The mission reviewed recent economic developments and discussed the economic prospects of Nicaragua, with officials from the Central Bank, the Ministry of Finance and Public Credit, and other members of the economic cabinet, as well as members of the economic commission of the National Assembly, business community and labor leaders, academic groups, and representatives of think tanks.

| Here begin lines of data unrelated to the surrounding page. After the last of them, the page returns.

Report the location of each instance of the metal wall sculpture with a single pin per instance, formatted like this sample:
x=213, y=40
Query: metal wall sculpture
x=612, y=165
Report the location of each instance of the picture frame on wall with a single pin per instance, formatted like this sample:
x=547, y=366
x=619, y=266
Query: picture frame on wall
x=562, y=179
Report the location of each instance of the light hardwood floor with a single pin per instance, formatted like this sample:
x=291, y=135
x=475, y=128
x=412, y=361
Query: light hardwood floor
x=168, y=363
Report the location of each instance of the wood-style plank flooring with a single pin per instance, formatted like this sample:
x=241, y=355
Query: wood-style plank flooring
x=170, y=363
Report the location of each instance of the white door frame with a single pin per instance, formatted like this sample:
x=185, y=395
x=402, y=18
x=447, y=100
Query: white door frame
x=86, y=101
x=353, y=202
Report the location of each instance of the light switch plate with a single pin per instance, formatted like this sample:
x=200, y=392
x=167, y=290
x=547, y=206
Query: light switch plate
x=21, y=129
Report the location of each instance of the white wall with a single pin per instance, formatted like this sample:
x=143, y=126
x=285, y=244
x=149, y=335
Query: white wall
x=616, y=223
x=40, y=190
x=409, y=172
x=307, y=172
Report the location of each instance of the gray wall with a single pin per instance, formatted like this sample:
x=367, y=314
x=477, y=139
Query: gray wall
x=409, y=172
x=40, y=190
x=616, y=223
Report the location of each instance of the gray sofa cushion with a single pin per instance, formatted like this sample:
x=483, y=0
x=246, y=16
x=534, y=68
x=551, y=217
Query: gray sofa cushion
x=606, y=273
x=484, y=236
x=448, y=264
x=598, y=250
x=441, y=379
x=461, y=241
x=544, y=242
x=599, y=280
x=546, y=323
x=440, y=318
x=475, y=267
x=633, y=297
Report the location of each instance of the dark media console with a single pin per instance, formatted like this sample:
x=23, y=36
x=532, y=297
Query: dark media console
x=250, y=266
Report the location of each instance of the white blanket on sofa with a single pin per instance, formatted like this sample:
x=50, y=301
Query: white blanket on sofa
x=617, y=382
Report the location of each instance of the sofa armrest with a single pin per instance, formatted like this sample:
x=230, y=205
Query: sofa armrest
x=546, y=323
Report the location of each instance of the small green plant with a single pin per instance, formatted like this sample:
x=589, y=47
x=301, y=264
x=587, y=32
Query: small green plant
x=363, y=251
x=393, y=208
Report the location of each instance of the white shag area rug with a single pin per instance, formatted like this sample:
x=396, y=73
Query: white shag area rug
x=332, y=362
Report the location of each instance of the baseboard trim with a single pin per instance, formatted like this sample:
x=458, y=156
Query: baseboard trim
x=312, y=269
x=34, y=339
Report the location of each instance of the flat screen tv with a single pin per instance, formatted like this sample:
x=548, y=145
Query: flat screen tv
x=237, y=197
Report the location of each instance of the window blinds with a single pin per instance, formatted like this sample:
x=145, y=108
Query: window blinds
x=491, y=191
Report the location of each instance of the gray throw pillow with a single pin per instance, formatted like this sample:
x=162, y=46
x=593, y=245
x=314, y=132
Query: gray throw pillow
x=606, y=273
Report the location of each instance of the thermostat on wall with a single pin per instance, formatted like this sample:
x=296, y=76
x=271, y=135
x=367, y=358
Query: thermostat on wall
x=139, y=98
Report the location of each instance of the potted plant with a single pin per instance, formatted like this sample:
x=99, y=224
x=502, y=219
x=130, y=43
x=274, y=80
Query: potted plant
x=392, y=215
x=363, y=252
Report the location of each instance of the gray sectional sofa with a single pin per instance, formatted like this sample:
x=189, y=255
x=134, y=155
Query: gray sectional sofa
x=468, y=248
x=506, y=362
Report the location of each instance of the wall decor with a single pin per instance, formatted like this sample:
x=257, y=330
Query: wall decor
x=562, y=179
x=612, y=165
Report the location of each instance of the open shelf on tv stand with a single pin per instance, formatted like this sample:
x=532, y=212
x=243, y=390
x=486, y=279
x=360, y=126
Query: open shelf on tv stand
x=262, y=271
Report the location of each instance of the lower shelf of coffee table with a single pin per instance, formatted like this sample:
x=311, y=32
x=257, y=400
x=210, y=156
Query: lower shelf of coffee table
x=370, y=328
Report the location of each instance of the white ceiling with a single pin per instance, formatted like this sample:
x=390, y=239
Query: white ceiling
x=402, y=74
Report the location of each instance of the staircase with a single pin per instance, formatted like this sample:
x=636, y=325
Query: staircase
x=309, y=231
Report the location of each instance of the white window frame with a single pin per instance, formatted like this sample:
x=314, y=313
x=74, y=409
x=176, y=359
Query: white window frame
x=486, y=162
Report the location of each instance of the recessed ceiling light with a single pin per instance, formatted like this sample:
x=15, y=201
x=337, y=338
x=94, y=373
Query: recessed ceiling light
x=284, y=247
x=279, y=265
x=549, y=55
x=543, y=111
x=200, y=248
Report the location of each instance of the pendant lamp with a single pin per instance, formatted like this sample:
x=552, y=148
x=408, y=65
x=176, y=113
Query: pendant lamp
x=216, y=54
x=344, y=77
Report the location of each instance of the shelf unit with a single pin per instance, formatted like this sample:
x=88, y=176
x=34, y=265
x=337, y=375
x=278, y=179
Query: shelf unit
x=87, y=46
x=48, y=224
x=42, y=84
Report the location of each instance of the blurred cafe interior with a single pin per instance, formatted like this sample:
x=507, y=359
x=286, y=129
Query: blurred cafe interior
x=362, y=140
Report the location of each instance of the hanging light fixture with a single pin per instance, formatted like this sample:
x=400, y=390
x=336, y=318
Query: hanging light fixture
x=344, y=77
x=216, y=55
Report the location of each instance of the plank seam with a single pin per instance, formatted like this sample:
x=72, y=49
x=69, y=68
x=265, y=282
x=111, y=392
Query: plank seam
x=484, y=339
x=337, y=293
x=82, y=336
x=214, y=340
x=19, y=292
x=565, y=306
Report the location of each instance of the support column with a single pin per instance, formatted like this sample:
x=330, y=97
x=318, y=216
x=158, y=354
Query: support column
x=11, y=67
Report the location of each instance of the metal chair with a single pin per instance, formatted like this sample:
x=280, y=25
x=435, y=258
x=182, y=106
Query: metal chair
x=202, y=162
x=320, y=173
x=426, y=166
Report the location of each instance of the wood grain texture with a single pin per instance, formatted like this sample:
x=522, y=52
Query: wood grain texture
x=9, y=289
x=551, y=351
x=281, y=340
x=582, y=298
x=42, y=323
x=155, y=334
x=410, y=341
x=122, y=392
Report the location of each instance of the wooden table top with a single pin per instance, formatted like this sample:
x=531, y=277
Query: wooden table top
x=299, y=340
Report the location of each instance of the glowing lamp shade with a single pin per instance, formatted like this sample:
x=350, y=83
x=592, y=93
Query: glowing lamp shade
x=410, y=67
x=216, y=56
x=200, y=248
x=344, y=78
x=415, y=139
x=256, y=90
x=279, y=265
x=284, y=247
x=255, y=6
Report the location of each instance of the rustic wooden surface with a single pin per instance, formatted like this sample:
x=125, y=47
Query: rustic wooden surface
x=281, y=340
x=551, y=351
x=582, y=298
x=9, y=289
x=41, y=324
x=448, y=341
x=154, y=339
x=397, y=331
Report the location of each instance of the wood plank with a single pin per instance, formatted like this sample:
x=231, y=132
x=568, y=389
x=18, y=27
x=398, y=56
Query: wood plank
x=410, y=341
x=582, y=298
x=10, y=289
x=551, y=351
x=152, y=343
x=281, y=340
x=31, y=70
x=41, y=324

Gerardo Peraza, Head of the mission said, "Nicaragua continues to experience a favorable economic performance. The Gross Domestic Product (GDP) growth in the past three years has averaged 4.8 percent and is among the highest in the region. In 2014, the consolidated public sector deficit was 2 percent of GDP and public debt (including all the debt relief of the Highly Indebted Poor Countries Initiative) fell by 2.2 percentage points to 40.8 percent of GDP. The deficit of the external current account was reduced from 11 in 2013 to 7 percent of GDP, and international reserves increased to the equivalent of 4.1 months of imports excluding free trade zone imports.”
By end-2015, they expect GDP growth of 4 percent and, while inflation is projected at 3.5 percent. However, the deficit and the debt of the consolidated public sector are projected to rise, respectively, to 2.7 percent and about 42.5 percent of GDP in 2015. As well as that the external current account deficit will widen to 8 percent of GDP and that the coverage of international reserves will remain stable. For the medium term, the mission projects that GDP growth will converge to its potential level (about 4 percent) with inflation at about 7 percent annually.
The mission suggests an additional fiscal effort in 2017 to build fiscal buffers in case risks materialize; policy measures that could be considered include a reduction in tax exemptions and improved targeting of electricity subsidies to poor households. Looking further ahead, the mission recommends identifying economic measures to strengthen the financial viability of the social security institute, as well as maintaining an adequate level of international reserves remains a critical objective of macroeconomic policy. “This is crucial to reduce the vulnerability of the Nicaraguan economy to downturns in the global economy or abrupt changes either in the terms of trade or in the availability of external financing. The mission welcomes the central bank’s efforts to strengthen short-term liquidity management in the financial system. Moreover, the authorities should continue to monitor the rapid growth in credit and strengthen banking supervision,” said Peraza.
The mission also emphasizes the need to continue strengthening the statistical framework, continue strengthening the mechanisms to collect data, the procedures to monitor the quality of statistics, and the communication strategies. The IMF will continue assisting the authorities with these strengthening efforts.